He called for the swift entry into force of the CTBT and the speedy ratification of the Annex 2 States.  He was disappointed at the failure of the tenth NPT Review Conference, but encouraged by the entry into force of the Treaty on the Prohibition of Nuclear Weapons and the progress in its implementation.  He called for the ratification of both instruments, noting that none of the nuclear-weapon States yet joined the prohibition Treaty.  Its universalization was the world’s common responsibility.

He highlighted the importance of nuclear-weapon-free zones, detailing the success of the African zone, and he advocated for the immediate implementation of the 1995 resolution for such a zone in the Middle East.  He also called for the  inclusion of women and youth in the disarmament agenda to ensure a holistic approach in line with the goal of leaving no one behind.

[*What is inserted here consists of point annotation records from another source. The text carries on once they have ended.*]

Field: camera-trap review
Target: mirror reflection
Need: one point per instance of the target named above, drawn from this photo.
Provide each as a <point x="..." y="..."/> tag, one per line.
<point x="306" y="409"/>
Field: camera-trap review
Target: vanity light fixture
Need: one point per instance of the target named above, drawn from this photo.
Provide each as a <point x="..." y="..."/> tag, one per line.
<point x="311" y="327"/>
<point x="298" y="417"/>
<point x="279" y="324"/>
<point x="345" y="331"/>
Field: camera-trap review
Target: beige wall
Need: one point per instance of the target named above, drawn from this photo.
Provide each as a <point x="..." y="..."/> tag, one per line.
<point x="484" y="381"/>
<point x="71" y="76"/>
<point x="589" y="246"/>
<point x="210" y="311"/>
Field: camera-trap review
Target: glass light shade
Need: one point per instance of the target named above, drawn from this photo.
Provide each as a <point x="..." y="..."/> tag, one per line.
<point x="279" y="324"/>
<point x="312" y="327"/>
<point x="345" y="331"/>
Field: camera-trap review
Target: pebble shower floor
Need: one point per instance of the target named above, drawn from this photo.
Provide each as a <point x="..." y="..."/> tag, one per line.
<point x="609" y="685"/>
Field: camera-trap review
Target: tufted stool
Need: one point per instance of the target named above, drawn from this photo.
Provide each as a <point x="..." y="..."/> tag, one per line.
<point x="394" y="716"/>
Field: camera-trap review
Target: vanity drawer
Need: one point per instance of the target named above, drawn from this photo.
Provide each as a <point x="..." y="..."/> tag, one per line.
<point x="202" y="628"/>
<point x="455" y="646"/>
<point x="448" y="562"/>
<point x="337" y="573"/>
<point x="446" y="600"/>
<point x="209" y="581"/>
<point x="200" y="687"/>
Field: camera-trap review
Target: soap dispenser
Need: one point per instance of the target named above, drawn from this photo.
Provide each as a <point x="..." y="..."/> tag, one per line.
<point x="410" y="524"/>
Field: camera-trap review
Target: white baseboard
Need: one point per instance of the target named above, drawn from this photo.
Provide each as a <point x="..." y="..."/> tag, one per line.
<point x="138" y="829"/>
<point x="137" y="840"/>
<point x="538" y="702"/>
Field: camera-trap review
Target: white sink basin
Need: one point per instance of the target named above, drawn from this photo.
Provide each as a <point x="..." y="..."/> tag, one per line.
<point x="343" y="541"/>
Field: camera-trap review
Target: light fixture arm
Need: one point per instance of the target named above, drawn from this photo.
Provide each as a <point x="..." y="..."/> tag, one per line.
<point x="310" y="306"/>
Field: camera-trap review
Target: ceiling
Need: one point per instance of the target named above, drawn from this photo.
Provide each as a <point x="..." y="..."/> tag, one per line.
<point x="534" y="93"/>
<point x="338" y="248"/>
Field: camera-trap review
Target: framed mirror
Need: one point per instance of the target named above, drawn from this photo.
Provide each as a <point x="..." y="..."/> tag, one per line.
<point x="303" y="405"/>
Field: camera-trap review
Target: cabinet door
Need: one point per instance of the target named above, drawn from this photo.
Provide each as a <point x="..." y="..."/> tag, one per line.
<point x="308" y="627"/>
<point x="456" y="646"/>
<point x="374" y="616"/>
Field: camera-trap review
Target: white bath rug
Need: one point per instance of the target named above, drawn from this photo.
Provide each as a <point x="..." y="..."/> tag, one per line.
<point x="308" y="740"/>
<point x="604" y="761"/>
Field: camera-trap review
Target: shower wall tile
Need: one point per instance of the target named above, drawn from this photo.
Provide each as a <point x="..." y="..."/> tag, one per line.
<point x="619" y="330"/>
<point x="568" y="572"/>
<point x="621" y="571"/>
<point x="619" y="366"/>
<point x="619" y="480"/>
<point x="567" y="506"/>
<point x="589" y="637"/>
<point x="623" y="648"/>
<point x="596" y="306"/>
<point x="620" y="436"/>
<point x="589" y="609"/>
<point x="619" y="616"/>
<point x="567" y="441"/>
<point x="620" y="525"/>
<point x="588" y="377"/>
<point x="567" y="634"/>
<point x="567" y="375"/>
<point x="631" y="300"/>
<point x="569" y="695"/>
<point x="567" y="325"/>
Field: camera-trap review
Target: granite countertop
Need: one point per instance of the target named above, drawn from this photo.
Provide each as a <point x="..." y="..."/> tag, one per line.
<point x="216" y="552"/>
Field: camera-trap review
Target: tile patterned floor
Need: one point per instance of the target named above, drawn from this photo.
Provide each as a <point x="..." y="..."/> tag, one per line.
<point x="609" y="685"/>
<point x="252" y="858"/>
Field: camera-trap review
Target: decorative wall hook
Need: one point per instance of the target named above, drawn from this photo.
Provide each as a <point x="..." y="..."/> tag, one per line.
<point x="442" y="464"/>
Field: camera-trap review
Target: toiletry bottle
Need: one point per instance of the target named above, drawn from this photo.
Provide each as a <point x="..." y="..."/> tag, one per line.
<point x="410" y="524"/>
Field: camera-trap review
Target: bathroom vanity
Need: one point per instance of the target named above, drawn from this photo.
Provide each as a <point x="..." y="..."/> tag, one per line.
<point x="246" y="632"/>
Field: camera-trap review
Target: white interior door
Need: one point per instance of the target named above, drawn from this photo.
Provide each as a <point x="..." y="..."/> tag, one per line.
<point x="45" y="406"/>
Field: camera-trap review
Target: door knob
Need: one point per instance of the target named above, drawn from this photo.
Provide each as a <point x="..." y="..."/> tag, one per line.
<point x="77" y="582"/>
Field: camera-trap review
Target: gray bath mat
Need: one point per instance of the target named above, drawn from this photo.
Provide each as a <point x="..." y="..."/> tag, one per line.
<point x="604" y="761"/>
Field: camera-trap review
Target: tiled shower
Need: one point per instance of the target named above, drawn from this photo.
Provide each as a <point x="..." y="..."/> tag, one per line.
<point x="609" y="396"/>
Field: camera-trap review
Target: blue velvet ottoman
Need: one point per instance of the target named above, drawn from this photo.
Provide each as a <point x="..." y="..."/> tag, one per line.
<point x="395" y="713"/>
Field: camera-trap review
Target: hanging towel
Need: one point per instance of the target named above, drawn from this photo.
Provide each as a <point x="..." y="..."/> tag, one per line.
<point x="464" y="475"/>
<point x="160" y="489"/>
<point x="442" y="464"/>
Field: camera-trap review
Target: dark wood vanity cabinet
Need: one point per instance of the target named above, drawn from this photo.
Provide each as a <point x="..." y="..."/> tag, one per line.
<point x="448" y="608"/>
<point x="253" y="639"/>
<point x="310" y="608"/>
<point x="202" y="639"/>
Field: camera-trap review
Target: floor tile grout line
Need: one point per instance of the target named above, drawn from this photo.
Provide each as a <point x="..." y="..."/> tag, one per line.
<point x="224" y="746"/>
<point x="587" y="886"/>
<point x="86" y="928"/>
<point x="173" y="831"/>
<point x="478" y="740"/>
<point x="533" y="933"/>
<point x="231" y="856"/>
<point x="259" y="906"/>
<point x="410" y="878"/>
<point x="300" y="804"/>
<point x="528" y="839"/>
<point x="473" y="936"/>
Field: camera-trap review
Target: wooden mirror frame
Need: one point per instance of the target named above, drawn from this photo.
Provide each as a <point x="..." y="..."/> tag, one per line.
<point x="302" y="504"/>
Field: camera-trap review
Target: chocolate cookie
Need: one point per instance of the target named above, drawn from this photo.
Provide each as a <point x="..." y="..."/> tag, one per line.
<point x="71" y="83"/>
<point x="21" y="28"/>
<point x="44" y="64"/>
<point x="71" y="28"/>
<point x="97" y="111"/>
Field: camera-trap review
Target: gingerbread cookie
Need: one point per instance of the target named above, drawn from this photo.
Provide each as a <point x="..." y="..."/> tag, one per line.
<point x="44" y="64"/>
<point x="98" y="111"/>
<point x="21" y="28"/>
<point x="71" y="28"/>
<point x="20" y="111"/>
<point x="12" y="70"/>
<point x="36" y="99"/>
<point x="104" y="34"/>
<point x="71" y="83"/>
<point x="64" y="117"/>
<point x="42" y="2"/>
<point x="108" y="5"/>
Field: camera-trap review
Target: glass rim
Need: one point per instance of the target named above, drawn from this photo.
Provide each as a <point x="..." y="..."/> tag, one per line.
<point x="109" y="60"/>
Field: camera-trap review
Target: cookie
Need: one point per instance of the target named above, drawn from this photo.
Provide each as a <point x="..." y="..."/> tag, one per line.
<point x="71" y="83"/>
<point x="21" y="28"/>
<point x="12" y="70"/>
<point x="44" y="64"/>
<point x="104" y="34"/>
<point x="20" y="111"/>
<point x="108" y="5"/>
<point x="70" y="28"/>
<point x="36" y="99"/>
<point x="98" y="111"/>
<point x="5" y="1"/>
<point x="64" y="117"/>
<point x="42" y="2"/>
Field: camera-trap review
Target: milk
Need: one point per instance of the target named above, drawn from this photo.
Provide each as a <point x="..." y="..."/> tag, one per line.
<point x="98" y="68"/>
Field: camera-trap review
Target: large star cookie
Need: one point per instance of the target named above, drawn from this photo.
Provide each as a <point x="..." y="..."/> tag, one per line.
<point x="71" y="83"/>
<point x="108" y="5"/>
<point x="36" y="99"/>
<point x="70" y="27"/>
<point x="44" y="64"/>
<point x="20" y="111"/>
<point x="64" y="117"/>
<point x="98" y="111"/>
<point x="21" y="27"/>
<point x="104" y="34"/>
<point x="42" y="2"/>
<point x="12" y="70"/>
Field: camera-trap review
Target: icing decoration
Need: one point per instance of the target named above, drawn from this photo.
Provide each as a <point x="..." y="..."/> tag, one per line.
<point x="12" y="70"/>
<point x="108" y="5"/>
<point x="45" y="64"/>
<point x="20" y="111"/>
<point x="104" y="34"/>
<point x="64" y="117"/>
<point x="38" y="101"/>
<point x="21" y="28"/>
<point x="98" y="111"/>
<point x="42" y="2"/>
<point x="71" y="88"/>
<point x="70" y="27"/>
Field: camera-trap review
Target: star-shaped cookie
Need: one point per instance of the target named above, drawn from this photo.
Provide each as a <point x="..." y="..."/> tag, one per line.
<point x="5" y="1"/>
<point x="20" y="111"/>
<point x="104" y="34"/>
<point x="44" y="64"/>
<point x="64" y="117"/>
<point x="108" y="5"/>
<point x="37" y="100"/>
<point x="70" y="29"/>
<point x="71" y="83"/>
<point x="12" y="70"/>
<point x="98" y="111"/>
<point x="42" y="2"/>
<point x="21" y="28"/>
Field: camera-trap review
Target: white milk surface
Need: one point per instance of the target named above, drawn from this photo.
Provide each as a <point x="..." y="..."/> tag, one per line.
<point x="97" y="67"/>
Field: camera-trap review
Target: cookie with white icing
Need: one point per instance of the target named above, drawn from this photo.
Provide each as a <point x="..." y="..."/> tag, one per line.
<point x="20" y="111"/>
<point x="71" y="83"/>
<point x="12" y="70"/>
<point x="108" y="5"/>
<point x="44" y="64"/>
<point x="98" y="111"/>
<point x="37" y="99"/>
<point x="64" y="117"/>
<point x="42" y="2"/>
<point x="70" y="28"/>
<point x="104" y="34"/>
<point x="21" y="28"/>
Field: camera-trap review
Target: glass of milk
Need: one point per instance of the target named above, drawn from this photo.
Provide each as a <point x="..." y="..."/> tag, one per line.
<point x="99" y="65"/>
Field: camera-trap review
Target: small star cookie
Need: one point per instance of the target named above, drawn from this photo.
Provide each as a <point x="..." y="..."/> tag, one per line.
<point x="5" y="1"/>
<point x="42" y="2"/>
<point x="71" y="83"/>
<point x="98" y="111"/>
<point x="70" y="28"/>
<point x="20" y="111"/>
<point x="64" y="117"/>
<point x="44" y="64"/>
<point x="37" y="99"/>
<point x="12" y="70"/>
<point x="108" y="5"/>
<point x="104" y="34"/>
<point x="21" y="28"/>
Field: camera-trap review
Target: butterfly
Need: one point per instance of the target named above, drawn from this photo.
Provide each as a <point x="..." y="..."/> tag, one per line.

CRISTINA ESPINOSA (Ecuador) said that frustration increased among the Member States due to the current global situation.  Ecuador defended an international system based on rules, under the sovereign equality of States and the prohibition of the use of force in any form that was incompatible with the Charter’s purposes.  No nuclear weapon was good because of the catastrophic humanitarian impact it entailed.  The existence of those weapons defied humanity’s survival.  The world needed to continue to seek an order of peace and prosperity without weapons of mass destruction.  Nuclear disarmament and non-proliferation must proceed simultaneously, as they were interrelated and converging principles.  Compliance with non-proliferation obligations was the responsibility of all States.

She reaffirmed the importance of the CTBT and reiterated the need for its prompt entry into force.  She regretted the lack of consensus in the Conference on Disarmament.  Consideration must be given to consider possible elements of reform, so that the Conference might regain true relevance as a multilateral forum and fulfil its objective.  As Conference President this year, Ecuador would present the draft resolution on the body’s report.

On cybersecurity, she expressed the need for the future development of a solid and binding framework.  Until then, it was necessary to implement existing norms to promote the use of information and communication technology (ICT) for peaceful  purposes.  She supported the development of a permanent action-oriented platform.

CAMILLE PETIT (France) associating herself with the European Union, said that the Russian Federation was in violation of the fundamental principles of the United Nations Charter and international law.  It  directly undermined the security of the European continent, and more broadly, global stability.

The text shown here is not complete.